This sonnet describes a transformative moment early in the relationship. What had been a "dance" between two people hiding behind professional masks (something touched on in Refraction as well), where the author had maintained a protective emotional shield despite his potent attraction to the beloved, was shattered by a single touch from her, a trivial, seemingly careless flirtatious gesture that nonetheless exploded his reality. The song likens it to Cupid's arrow through the heart, a piercing of the deepest, most central aspect of his person. Something that could not, nor ever would, be undone.

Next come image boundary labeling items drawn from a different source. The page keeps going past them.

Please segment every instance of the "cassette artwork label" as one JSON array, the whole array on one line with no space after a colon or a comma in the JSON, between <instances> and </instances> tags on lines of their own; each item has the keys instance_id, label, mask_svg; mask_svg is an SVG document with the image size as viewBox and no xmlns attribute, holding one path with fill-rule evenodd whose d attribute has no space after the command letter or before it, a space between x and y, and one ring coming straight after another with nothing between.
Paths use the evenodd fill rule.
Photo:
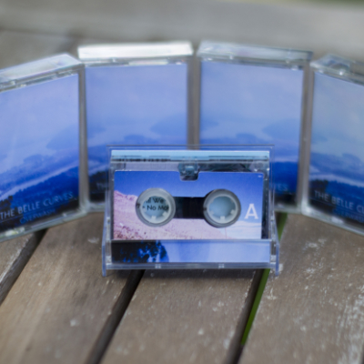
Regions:
<instances>
[{"instance_id":1,"label":"cassette artwork label","mask_svg":"<svg viewBox=\"0 0 364 364\"><path fill-rule=\"evenodd\" d=\"M86 79L90 199L97 203L105 200L106 145L187 143L187 66L86 67Z\"/></svg>"},{"instance_id":2,"label":"cassette artwork label","mask_svg":"<svg viewBox=\"0 0 364 364\"><path fill-rule=\"evenodd\" d=\"M260 239L263 174L116 171L116 240Z\"/></svg>"},{"instance_id":3,"label":"cassette artwork label","mask_svg":"<svg viewBox=\"0 0 364 364\"><path fill-rule=\"evenodd\" d=\"M78 76L0 93L0 232L78 207Z\"/></svg>"},{"instance_id":4,"label":"cassette artwork label","mask_svg":"<svg viewBox=\"0 0 364 364\"><path fill-rule=\"evenodd\" d=\"M364 224L364 86L315 74L309 204Z\"/></svg>"},{"instance_id":5,"label":"cassette artwork label","mask_svg":"<svg viewBox=\"0 0 364 364\"><path fill-rule=\"evenodd\" d=\"M296 204L303 71L201 64L201 144L274 144L278 204Z\"/></svg>"}]
</instances>

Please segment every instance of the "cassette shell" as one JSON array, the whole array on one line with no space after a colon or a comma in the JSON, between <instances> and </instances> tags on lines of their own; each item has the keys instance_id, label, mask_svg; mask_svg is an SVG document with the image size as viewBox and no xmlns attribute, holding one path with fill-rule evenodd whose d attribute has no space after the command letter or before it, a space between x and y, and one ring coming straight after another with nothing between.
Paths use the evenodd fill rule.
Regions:
<instances>
[{"instance_id":1,"label":"cassette shell","mask_svg":"<svg viewBox=\"0 0 364 364\"><path fill-rule=\"evenodd\" d=\"M108 147L110 161L109 183L106 193L102 245L104 275L109 269L207 268L270 268L276 269L278 273L279 243L273 213L274 191L272 190L271 183L273 147L226 146L223 148L217 146L208 146L208 147L203 146L199 150L194 150L197 147L194 146L189 146L188 149L186 149L186 147L170 146L115 146ZM252 163L255 166L252 168L253 172L249 169ZM182 167L181 164L183 165ZM257 170L258 166L265 167L265 169ZM195 173L198 174L197 179L193 177ZM160 180L163 183L149 183L147 178L147 181L141 178L142 176L149 175L158 175L159 179L157 181ZM173 178L175 178L174 176L177 176L177 179L172 178L172 182L179 180L178 183L181 186L189 183L189 187L187 190L191 190L193 187L192 190L195 191L206 180L209 181L208 183L211 186L215 186L216 181L211 181L216 178L211 179L209 177L211 175L216 176L217 179L220 178L221 181L224 181L226 177L231 178L234 176L234 178L238 178L237 180L243 178L241 179L242 181L244 178L251 178L252 180L259 180L260 178L261 187L257 187L256 186L256 188L261 188L262 196L262 217L260 219L260 228L260 228L259 236L255 235L255 238L247 236L246 238L240 236L234 238L228 238L228 239L225 238L220 238L218 237L221 234L226 234L223 232L225 228L230 229L228 231L232 231L231 228L234 228L234 223L221 229L210 226L204 220L204 217L194 217L194 221L197 224L196 225L197 227L202 227L202 225L198 224L206 224L203 226L210 228L197 228L194 234L199 233L199 238L196 238L197 235L194 235L195 238L187 238L186 239L186 238L182 237L179 238L177 232L182 230L189 231L188 224L190 224L190 220L181 220L177 212L175 218L172 218L167 224L156 228L147 228L147 224L144 224L137 217L139 221L138 227L140 227L140 224L145 226L146 228L143 228L143 231L146 231L146 234L135 229L135 225L132 228L133 225L128 222L133 214L136 216L136 204L138 197L142 192L149 189L146 186L150 188L164 188L167 183L167 178L164 176L167 176L168 178L171 176ZM129 178L132 179L129 180ZM200 178L202 179L199 180ZM140 182L142 179L144 180L143 183ZM156 181L156 179L153 180ZM141 185L136 190L140 192L136 191L130 195L127 186L132 186L134 188L135 185L139 183ZM170 186L174 184L175 182ZM119 185L123 187L119 188ZM208 196L208 193L206 193L208 188L208 186L204 186L203 191L201 190L198 195L200 196L198 198L206 198ZM181 198L177 196L185 196L194 199L195 195L193 194L177 195L169 191L168 188L164 189L172 197L177 198L177 204L178 204L178 198ZM238 192L239 196L242 196L240 188L237 191L230 187L227 188L211 188L208 192L213 192L216 189L232 190L234 194ZM241 198L240 197L240 201ZM243 201L243 205L241 206L241 208L244 208L243 213L237 214L240 215L240 218L249 216L250 210L248 209L247 212L247 201ZM130 211L130 213L127 211ZM254 213L251 210L250 216L254 216ZM258 215L259 215L259 212L258 212ZM135 221L135 217L133 218L133 221ZM254 217L251 218L254 219ZM198 221L201 222L198 223ZM181 227L180 230L178 230L178 227ZM240 227L240 225L237 227ZM152 230L148 230L148 228L152 228ZM172 236L168 235L171 234L171 231L175 238L171 238ZM209 231L210 235L206 235L205 231ZM161 235L158 235L159 233ZM137 238L139 234L143 236L143 238ZM214 234L217 238L214 237ZM208 254L207 254L207 250L206 249L209 250ZM130 257L134 258L131 258ZM176 258L176 257L177 258Z\"/></svg>"},{"instance_id":2,"label":"cassette shell","mask_svg":"<svg viewBox=\"0 0 364 364\"><path fill-rule=\"evenodd\" d=\"M130 82L130 79L133 79L133 77L128 76L127 75L132 72L130 75L135 75L135 70L137 68L140 71L146 67L150 67L150 66L157 66L159 71L156 73L155 71L151 75L155 75L154 77L157 77L157 75L161 74L164 75L165 71L162 71L162 68L170 68L173 67L175 71L177 71L177 68L178 69L185 69L186 68L186 77L184 76L184 81L186 82L186 87L187 87L187 92L186 95L184 95L184 99L179 101L178 99L175 101L175 106L173 106L173 103L169 103L169 107L175 107L177 109L180 109L181 106L183 107L186 107L186 114L187 114L187 119L186 121L181 119L180 121L177 122L177 129L181 130L181 127L186 129L186 132L178 132L177 134L173 134L170 132L167 132L167 134L164 132L162 129L160 132L158 132L161 136L160 139L163 140L161 141L158 137L155 138L156 141L150 141L149 143L156 143L156 144L162 144L162 143L171 143L171 144L187 144L188 143L188 138L191 138L191 132L193 126L192 126L192 118L190 116L190 106L191 106L191 102L190 102L190 95L192 94L190 92L190 87L191 87L191 79L192 79L192 56L193 56L193 47L190 42L188 41L174 41L174 42L150 42L150 43L120 43L120 44L95 44L95 45L88 45L88 46L83 46L78 47L78 57L80 60L85 64L86 67L86 76L87 79L87 84L86 84L86 110L88 113L87 116L87 125L89 128L89 133L92 133L92 127L95 126L95 133L97 133L97 130L102 128L103 130L106 128L106 130L104 130L104 137L105 135L106 135L107 139L106 142L105 143L105 149L97 152L96 156L94 156L95 153L92 152L92 146L90 141L89 143L89 166L90 166L90 170L89 170L89 181L90 181L90 209L92 211L103 211L105 208L105 197L104 197L104 187L100 187L100 186L106 184L106 168L102 169L101 165L97 166L99 161L102 158L102 165L106 165L106 147L107 143L115 143L115 140L117 140L114 137L114 134L112 136L108 135L108 128L107 128L107 123L104 125L99 125L98 126L98 118L97 113L100 112L101 114L105 114L105 112L102 109L102 103L98 102L99 95L98 93L101 92L102 88L97 87L96 85L94 85L94 82L92 80L94 78L90 78L92 75L94 75L94 77L96 76L95 75L99 75L99 72L101 70L102 73L105 73L104 76L96 76L97 79L102 79L103 80L103 87L106 90L105 92L105 95L103 95L103 97L108 97L108 102L107 102L107 110L106 113L110 114L112 110L114 109L115 106L114 104L110 101L110 96L107 96L107 92L111 92L116 87L116 85L117 86L116 79L119 80L119 78L115 77L116 73L120 73L120 75L126 75L126 78L123 76L124 81L123 84ZM134 68L135 70L127 70L127 68ZM139 72L140 72L139 71ZM170 71L168 71L170 72ZM179 73L182 72L181 70L178 71ZM110 74L111 73L111 74ZM113 81L111 83L108 83L106 81L107 77L106 77L105 75L110 75L109 77L111 77L112 75L112 79ZM143 76L143 78L146 80L146 82L149 82L149 76ZM161 76L161 80L164 79L166 76ZM167 80L170 78L167 78ZM129 80L129 81L127 81ZM149 80L149 81L148 81ZM162 81L161 81L162 82ZM175 86L170 86L170 83L167 83L167 88L176 89ZM124 85L126 87L126 86ZM127 87L127 86L126 86ZM148 89L149 85L147 86L144 86L144 92L147 92ZM154 89L154 88L152 88ZM98 90L98 91L97 91ZM130 90L129 87L126 88L126 92L127 95L133 95L132 91ZM116 92L117 94L117 92ZM151 94L153 96L155 93L151 91ZM168 96L173 100L173 96L171 96L170 93L167 93ZM98 97L97 97L98 96ZM126 97L123 97L124 99ZM186 98L186 99L185 99ZM96 100L97 102L95 103L93 100ZM140 97L136 96L134 97L135 103L138 104L140 103L139 101ZM150 97L147 98L148 103L150 103ZM119 104L119 103L118 103ZM179 105L180 104L180 105ZM95 110L95 105L97 105L96 106L96 113L95 111L91 112L89 111L90 106ZM162 110L164 110L165 107L164 106L162 106ZM97 111L98 110L98 111ZM126 112L127 114L128 112ZM133 114L133 111L130 111L130 114ZM96 116L95 116L96 115ZM153 115L156 116L156 119L164 119L165 116L161 115L159 116L159 112L154 112ZM93 116L94 117L93 117ZM116 114L117 116L117 114ZM101 117L102 118L102 117ZM145 129L149 130L150 128L155 127L156 129L158 127L157 123L152 121L152 118L147 117L146 120L140 119L140 123L143 122L143 124L146 125L146 127L143 126L142 127L134 127L134 130L131 130L128 134L132 136L131 138L134 140L133 143L137 143L137 138L136 139L134 136L138 136L141 137L143 140L148 139L148 140L153 140L153 138L150 138L150 136L147 134L148 132L145 132ZM122 127L122 124L120 125L120 127ZM121 131L121 134L125 133L125 130ZM170 134L168 134L170 133ZM155 133L156 135L156 133ZM126 136L124 135L124 136ZM122 141L124 136L120 136L121 139L119 139L119 143L124 143ZM127 144L129 142L126 142ZM142 142L143 143L143 142ZM104 163L104 157L105 157L105 163ZM96 168L95 167L96 166ZM95 172L96 170L96 172ZM102 176L101 176L102 175Z\"/></svg>"}]
</instances>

The poem serves as a key origin point in the collection. Where Starstruck was the “love at first sight” discovery of the Stargirl, First Arrow Owned occurs some time later after the poet had brought himself to her attention and they had interacted on several occasions. This key moment is when his professional and protective emotional armor was unmade by her choice to connect them physically, however fleetingly.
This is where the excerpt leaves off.